Desde el punto de vista social, la evidencia de una desarrollada economía agropastoril levanta una pregunta clásica pero no menos fundamental para entender las dinámicas socioterritoriales del poblamiento prehispánico tardío: ¿los habitantes de la cuenca alta de Azapa formaban una misma comunidad agropastoril o existió una segmentación entre colectivos de agricultores y pastores? La pregunta resulta fundamental porque, más allá del mero ámbito socioeconómico, ésta se relaciona estrechamente con la problemática de las interacciones macro-rregionales de la cuenca alta de Azapa, e invita también a evaluar asuntos geopolíticos de la transecta andina del 18° Sur desde este prisma.

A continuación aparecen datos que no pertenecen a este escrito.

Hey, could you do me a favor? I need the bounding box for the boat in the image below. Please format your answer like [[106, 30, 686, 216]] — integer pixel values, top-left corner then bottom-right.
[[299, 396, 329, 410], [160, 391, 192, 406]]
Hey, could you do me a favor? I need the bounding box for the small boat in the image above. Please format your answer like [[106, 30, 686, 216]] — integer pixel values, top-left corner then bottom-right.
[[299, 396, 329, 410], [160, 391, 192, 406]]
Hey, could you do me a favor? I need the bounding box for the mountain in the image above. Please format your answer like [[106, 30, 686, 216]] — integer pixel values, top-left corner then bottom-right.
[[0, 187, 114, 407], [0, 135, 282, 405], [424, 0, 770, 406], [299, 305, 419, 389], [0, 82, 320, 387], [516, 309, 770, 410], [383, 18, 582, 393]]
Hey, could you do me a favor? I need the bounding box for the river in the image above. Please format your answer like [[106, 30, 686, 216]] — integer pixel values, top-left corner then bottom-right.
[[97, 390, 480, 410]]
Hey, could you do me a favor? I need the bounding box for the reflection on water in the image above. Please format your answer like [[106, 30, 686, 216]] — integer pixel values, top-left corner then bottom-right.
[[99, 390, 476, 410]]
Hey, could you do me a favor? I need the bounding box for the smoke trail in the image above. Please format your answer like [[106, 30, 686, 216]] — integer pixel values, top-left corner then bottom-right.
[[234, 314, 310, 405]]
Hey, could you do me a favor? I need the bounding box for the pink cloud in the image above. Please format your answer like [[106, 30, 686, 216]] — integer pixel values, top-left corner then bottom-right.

En teoría, la economía agropastoril de la cuenca alta de Azapa podría explicarse tanto por dinámicas endógenas como exógenas. Asimismo, se podría plantear la hipótesis de un sistema autóctono, con un patrón de asentamiento plurirresidencial (con una eventual segmentación interna de territorios locales más o menos interdigitados) y una economía mixta agropastoril articulada por una micro-verticalidad comprendiendo la precordillera y el vecino Altiplano del Lauca (Romero 2005). Esta figura implicaría que las comunidades de precordillera habrían hecho uso directo del Altiplano del Lauca, lo que podría explicar la relativa escasez de grandes asentamientos habitacionales en la región occidental del Altiplano Caranga (Pilar Lima 2014; Villanueva 2015).35 Pero tal hipótesis implicaría también que este colectivo de campesinos —a la vez agricultores y pastores— hubiera revestido una misma identidad, mientras que las etnografías y los datos históricos sobre la complementariedad agropastoril, describen generalmente que, a pesar de compromisos sociales e imbricaciones territoriales, los colectivos andinos de agricultores y pastores formaban comunidades diferenciadas (Duviols 1973; Flores Ochoa 1977; Tomoeda 1985).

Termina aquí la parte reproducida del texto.